Wednesday, June 12, 2013

Theories still useful but maybe proved false?

I don't know if these would constitute "proved false," as a good Marxist would say, "Marx's actual plan has never been put into effect-- USSR and China did it wrong."
And a psychoanalyst would probably say, "Freudian theory works great! You should try it!"

But I think probably Marxist theory and Freudian theory aren't really considered all that viable now. But they're still really useful in analysis, I think. For example, this week I happen to be scoring Advanced Placement exams, the literature ones-- just another of my odd little jobs. And the passage the students were analyzing (it's from a DH Lawrence novel) just cries out for a Marxist critique AND/OR a Freudian critique. That is, even if Marx's proletarian paradise isn't on its way anytime soon, his critique of the dangers of privileging capital over labor is, if anything, MORE apropos these days (what with investment bankers getting a billion dollars bonus and producing nothing tangible). And it very much works to help explain the disruption facing Lawrence's characters at the advent of the Industrial Revolution.

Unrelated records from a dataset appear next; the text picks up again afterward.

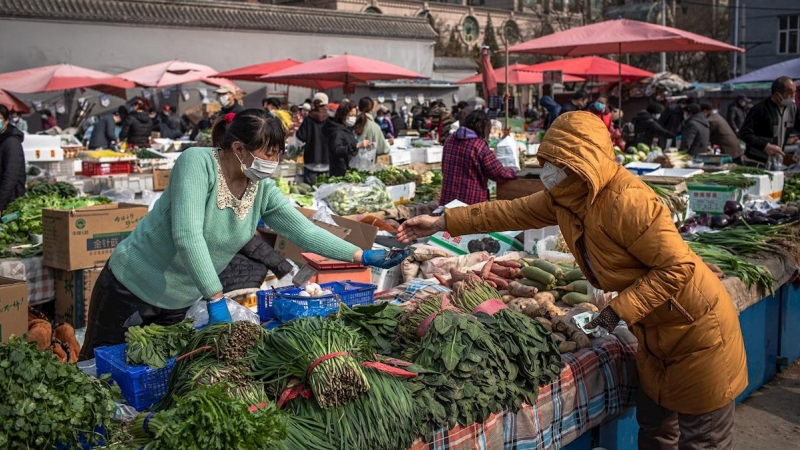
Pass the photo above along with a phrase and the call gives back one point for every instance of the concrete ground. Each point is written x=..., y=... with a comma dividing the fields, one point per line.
x=770, y=418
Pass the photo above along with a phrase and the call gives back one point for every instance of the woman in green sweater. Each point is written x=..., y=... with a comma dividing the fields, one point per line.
x=366, y=129
x=215, y=198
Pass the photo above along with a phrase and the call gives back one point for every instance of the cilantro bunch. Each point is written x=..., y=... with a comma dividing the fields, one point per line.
x=44, y=403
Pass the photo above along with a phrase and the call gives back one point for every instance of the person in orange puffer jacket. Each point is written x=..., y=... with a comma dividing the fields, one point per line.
x=691, y=358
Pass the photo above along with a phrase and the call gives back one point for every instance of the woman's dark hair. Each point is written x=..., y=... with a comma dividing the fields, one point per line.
x=253, y=128
x=343, y=111
x=478, y=121
x=365, y=106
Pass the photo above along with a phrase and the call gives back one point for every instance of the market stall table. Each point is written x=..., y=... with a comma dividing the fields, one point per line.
x=596, y=384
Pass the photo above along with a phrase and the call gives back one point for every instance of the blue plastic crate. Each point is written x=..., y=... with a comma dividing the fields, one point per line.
x=140, y=385
x=285, y=304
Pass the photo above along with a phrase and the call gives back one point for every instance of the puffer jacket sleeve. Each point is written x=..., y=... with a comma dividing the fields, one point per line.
x=533, y=211
x=643, y=226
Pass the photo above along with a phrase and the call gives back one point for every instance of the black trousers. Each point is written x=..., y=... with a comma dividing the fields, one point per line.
x=113, y=309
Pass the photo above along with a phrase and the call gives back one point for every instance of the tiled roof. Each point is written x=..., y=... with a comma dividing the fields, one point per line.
x=220, y=15
x=454, y=63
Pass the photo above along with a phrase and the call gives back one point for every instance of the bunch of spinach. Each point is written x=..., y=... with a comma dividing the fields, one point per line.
x=464, y=374
x=209, y=418
x=44, y=403
x=153, y=345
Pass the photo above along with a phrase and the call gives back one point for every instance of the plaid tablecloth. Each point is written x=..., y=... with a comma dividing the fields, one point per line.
x=596, y=383
x=41, y=281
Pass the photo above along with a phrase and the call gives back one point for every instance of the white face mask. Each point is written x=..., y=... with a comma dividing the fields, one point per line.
x=260, y=169
x=551, y=175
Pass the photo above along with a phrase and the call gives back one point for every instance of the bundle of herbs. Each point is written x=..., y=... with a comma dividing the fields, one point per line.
x=464, y=375
x=209, y=418
x=217, y=354
x=379, y=323
x=385, y=418
x=153, y=345
x=734, y=266
x=44, y=404
x=526, y=341
x=322, y=354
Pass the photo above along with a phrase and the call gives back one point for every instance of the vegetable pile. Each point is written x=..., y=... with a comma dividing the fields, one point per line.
x=44, y=403
x=153, y=345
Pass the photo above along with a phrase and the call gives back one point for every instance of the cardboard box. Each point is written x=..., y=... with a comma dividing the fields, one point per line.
x=359, y=234
x=13, y=308
x=73, y=294
x=160, y=179
x=84, y=238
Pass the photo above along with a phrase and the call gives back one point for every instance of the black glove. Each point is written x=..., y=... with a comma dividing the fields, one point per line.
x=607, y=319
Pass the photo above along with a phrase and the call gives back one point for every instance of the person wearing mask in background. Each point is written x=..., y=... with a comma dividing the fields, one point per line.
x=48, y=121
x=104, y=134
x=367, y=129
x=18, y=122
x=549, y=104
x=138, y=127
x=170, y=124
x=647, y=128
x=721, y=134
x=342, y=142
x=737, y=111
x=12, y=161
x=227, y=98
x=215, y=199
x=273, y=107
x=767, y=126
x=316, y=157
x=691, y=358
x=468, y=163
x=385, y=124
x=696, y=133
x=672, y=118
x=578, y=102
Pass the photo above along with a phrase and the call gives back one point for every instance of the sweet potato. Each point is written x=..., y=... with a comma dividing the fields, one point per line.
x=519, y=290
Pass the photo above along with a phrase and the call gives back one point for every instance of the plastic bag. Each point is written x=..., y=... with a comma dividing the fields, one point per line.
x=345, y=199
x=199, y=312
x=507, y=153
x=119, y=195
x=545, y=248
x=365, y=159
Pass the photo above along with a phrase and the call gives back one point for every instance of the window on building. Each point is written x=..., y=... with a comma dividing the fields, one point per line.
x=470, y=29
x=789, y=34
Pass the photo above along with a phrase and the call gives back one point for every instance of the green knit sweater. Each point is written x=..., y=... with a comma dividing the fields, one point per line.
x=175, y=254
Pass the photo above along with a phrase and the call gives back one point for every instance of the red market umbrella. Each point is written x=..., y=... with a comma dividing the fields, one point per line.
x=621, y=36
x=171, y=73
x=339, y=70
x=62, y=77
x=518, y=74
x=256, y=71
x=13, y=103
x=592, y=68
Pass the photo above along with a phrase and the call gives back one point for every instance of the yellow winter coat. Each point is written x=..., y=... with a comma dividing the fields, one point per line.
x=691, y=355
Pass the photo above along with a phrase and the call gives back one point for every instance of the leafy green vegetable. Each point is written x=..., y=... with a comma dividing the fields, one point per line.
x=44, y=403
x=153, y=345
x=208, y=418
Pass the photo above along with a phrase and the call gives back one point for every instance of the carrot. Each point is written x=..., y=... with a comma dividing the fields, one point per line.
x=509, y=264
x=442, y=280
x=504, y=272
x=487, y=268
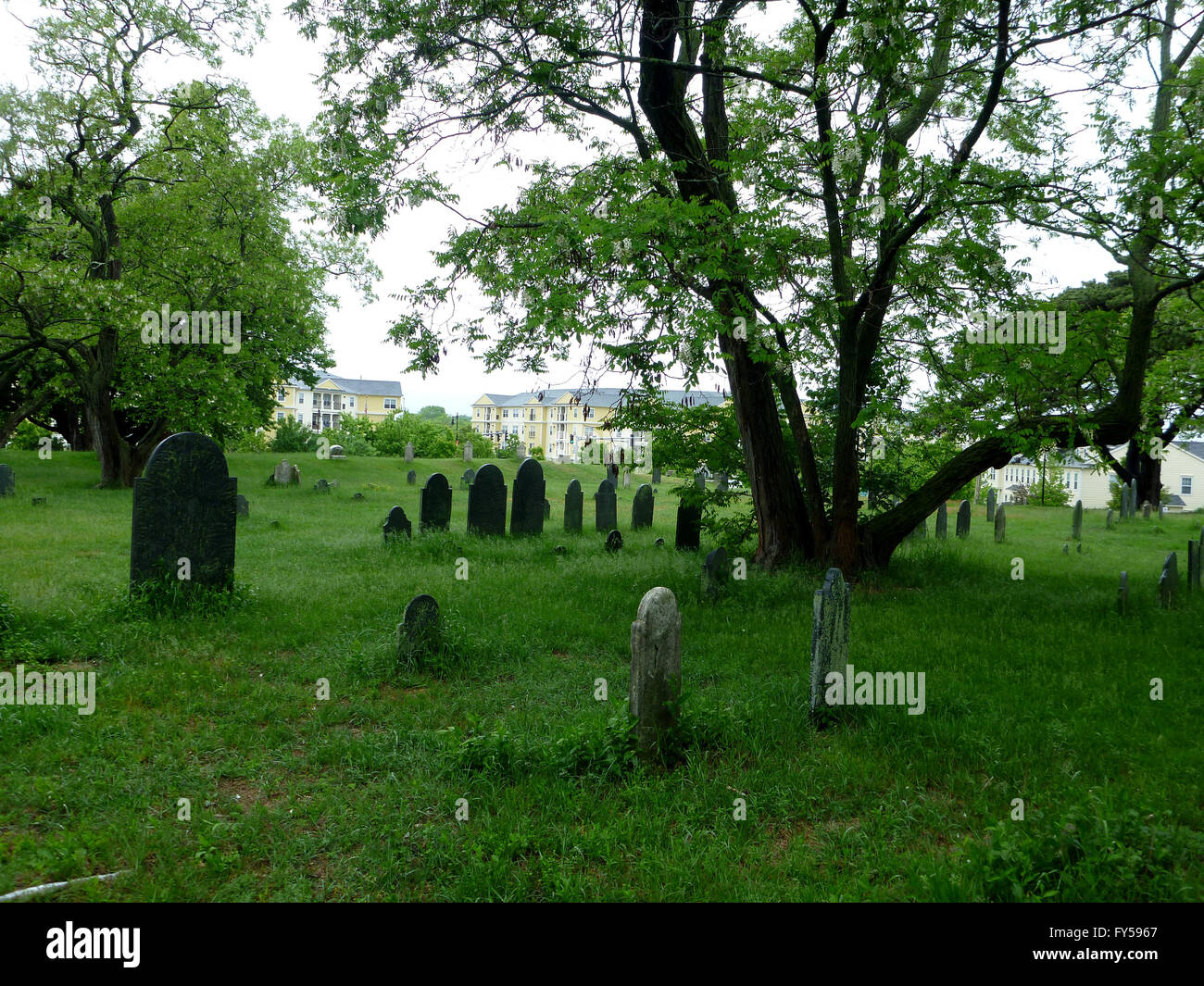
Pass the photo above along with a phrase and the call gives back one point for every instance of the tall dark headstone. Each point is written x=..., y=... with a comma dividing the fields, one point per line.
x=642, y=508
x=573, y=507
x=396, y=524
x=689, y=530
x=184, y=508
x=963, y=519
x=434, y=504
x=606, y=507
x=526, y=513
x=486, y=501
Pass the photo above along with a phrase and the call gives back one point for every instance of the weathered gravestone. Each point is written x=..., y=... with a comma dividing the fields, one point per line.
x=526, y=513
x=573, y=507
x=642, y=507
x=396, y=524
x=606, y=507
x=184, y=514
x=486, y=501
x=434, y=504
x=714, y=573
x=963, y=519
x=831, y=614
x=689, y=530
x=655, y=668
x=420, y=634
x=287, y=474
x=1168, y=581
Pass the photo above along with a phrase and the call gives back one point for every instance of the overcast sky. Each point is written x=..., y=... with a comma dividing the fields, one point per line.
x=281, y=77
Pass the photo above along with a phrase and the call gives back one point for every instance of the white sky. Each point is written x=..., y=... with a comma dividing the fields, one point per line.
x=280, y=75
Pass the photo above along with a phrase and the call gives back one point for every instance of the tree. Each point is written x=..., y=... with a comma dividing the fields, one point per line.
x=806, y=199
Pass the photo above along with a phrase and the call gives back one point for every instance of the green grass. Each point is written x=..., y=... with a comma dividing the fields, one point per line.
x=1035, y=690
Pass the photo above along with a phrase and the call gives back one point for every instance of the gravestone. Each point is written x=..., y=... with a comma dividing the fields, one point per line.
x=655, y=668
x=573, y=507
x=287, y=474
x=606, y=507
x=831, y=616
x=184, y=507
x=714, y=573
x=395, y=525
x=963, y=519
x=689, y=530
x=526, y=513
x=486, y=501
x=420, y=634
x=1168, y=581
x=434, y=504
x=642, y=508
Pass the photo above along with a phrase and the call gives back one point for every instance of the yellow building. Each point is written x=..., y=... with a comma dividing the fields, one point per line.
x=562, y=421
x=324, y=405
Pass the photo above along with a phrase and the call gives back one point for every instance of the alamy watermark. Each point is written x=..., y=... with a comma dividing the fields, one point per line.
x=196, y=328
x=1019, y=328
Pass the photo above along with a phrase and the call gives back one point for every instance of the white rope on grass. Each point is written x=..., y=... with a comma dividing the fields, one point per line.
x=17, y=894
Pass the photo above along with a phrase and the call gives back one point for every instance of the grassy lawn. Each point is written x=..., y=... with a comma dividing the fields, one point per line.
x=1035, y=689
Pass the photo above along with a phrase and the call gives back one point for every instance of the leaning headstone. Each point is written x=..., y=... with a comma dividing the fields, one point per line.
x=184, y=514
x=420, y=634
x=655, y=668
x=573, y=507
x=689, y=530
x=642, y=507
x=714, y=573
x=831, y=614
x=486, y=501
x=526, y=513
x=606, y=507
x=963, y=519
x=396, y=524
x=1168, y=581
x=434, y=504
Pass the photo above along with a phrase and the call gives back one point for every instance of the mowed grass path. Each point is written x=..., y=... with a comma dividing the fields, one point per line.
x=1035, y=689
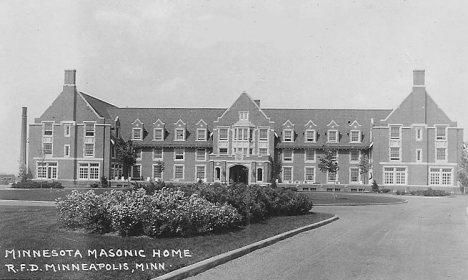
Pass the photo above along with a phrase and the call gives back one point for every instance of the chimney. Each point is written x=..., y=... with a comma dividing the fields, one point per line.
x=418, y=78
x=24, y=124
x=70, y=78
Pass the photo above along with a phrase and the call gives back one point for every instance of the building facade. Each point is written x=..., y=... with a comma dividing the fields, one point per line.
x=414, y=145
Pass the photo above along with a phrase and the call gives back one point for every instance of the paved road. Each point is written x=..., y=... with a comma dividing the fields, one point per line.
x=426, y=238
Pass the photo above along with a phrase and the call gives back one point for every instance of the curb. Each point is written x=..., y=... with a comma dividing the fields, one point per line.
x=204, y=265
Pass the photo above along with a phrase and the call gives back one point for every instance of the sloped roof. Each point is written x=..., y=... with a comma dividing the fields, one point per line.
x=98, y=105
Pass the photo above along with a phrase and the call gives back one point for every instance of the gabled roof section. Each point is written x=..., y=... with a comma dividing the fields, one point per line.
x=99, y=106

And as for Freud, well, the theory of the unconscious certainly does help explain why, as one student pointed out, the dessicated intellectual author-standin character spends such energy asserting "mastery" over the sturdy, studly, sweaty working class characters. "Methinks," the student opined, "when he scorns that blacksmith, he doth protest too much!"

Pure Freud. (Well, Shakespeare first, but that's one place Freud got the evidence for his theory.)

We know that dark forces within us can make us behave irrationally. Freud's reasons about why (primal horde, Oedipus complex, all that) might be a bit outre, but does anyone deny the power of the unconscious?

So maybe a theory in itself, even if flawed, can be a cognitive tool.